Reliabily opening port with ssh?

I’m looking for a suggestion on how to reliably open a port with ssh port forwarding. I live behind a firewall that is out of my control (along with my pfsense firewall that I do) and am in need of opening up a port to my VPS. I have tried running ssh port opens, which do work for a while, until the network hitches, and I lose the connection. I’ve tried autossh, but there are times which this drops as well, leaving me with no connection back home. Are there any other options that can be recommended? SSH on a cron job to just retry open every X minutes? Open to anything.

a reverse shell to a proxy? that would be my first thought.

That was what I have tried. I connect to my VPS which allows me to reverse proxy back. Unfortunately my issue is with dealing with when that connection dies due to generally unknown reasons, at random times making it very hard to debug. Getting that connection to refire when down is what I am hoping to get help with as autossh has worked for me in the past, though even that loses connection after less than a day in my current network.

get or make a watch dog for it, poll ps -aux for your ssh and if its not there run it?

if you ssh dies it would rebuild one, set as a script to run at boot with a 2 second sleep??

also find issue that is taking down your ssh… but it could still fail otherwise

I’ll give that a shot. Any opinion on plain ssh vs autossh? Appreciate the suggestion.

sorry i havent used autossh

ZeroTier…

you say it works until the network “hitches”, could that be an upstream firewall connection timeout?

Do you need to enable “keepalive” option in ssh?
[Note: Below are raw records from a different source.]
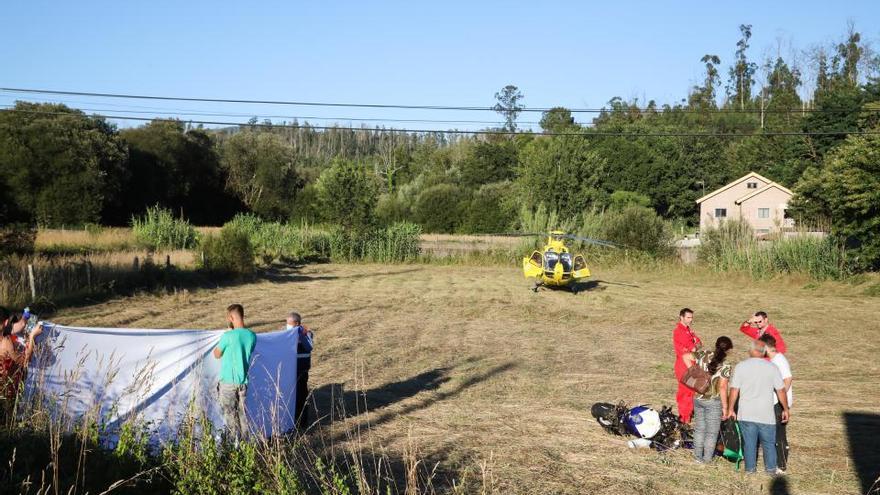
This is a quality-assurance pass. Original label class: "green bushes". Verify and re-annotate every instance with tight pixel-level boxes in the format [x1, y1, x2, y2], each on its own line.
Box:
[330, 222, 422, 263]
[699, 221, 849, 280]
[224, 213, 330, 263]
[414, 184, 468, 234]
[223, 214, 422, 263]
[602, 206, 674, 257]
[0, 224, 37, 257]
[459, 182, 516, 233]
[201, 227, 254, 276]
[131, 205, 198, 249]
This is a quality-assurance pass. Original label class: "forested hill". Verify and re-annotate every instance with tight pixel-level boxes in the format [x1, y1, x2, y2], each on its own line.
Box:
[0, 26, 880, 268]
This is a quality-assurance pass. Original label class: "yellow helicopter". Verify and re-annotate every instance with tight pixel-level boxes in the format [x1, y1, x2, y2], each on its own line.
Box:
[523, 230, 616, 294]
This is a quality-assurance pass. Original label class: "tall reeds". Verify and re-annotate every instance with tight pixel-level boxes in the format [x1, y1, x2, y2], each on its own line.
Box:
[699, 220, 850, 280]
[131, 205, 198, 249]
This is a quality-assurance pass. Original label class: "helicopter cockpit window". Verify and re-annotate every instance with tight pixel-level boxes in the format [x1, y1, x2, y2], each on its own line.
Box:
[559, 253, 571, 272]
[529, 251, 541, 266]
[544, 251, 559, 270]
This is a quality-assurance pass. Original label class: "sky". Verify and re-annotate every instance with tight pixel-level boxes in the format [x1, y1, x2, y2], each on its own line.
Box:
[0, 0, 880, 129]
Either way, sounds like you you need some scripting to detect loss of connection and reconnect? Maybe something simple like monit? Or just a shell loop like

while date; do ssh -n <options>;  sleep <n>; done > /tmp/sshlog 2>&1

I guess you have already solved any non fixed external IP address issue already.
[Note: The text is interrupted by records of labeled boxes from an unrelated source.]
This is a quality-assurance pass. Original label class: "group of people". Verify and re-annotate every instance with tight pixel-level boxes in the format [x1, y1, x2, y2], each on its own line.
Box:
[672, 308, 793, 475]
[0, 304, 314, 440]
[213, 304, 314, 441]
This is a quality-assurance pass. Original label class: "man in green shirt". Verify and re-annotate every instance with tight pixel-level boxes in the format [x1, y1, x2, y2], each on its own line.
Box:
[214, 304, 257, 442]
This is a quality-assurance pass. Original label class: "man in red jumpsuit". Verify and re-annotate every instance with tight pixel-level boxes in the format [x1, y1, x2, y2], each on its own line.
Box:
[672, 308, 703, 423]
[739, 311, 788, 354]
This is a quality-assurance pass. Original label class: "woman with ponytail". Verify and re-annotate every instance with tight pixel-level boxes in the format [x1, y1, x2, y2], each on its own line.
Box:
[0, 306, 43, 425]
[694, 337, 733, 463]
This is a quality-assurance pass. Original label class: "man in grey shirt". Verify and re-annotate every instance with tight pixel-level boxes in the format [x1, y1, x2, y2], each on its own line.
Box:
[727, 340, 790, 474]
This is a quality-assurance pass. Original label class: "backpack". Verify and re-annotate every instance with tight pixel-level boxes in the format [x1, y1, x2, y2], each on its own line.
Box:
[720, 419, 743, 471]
As far as having a stable network of things I control, yeah, everything is tested. As far as the “hitch” I am still debugging that one. It could be a firewall issue (the one I don’t control), or it could be that the internet does intermittently drop (internal network is sane, outer network to wan link drops occasionally). The subnet I control is under a pfsense firewall, and the outer is under a Ubiquity firewall. So far I do know that everything within my control seems to have 0 packet loss issues to anything before my subnet at least, along with my connection to the ubiquity firewall. My logging ends there until my VPS, which seems to just time out according the logs on it for the ssh service.

#!/sbin/openrc-run

name=$RC_SVCNAME
command="/usr/bin/autossh"
pidfile="/run/${RC_SVCNAME}.pid"
AUTOSSH_LOGFILE="${AUTOSSH_LOGFILE:-/var/log/${RC_SVCNAME}.log}"
start_stop_daemon_args="-e AUTOSSH_PIDFILE=\"${pidfile}\" -e AUTOSSH_LOGFILE=\"${AUTOSSH_LOGFILE}\""
command_args="-f -N -M 0 -o 'ServerAliveInterval 30' -o 'ServerAliveCountMax 3' -R 22:localhost:22 [email protected]"

depend() {
	need net.enp5s0
}


Ended up just using openrc to do the job and it autorespawns crashed services. I’m sure systemd could do something similar, but tend to avoid it. Hope this helps someone if they come across this thread.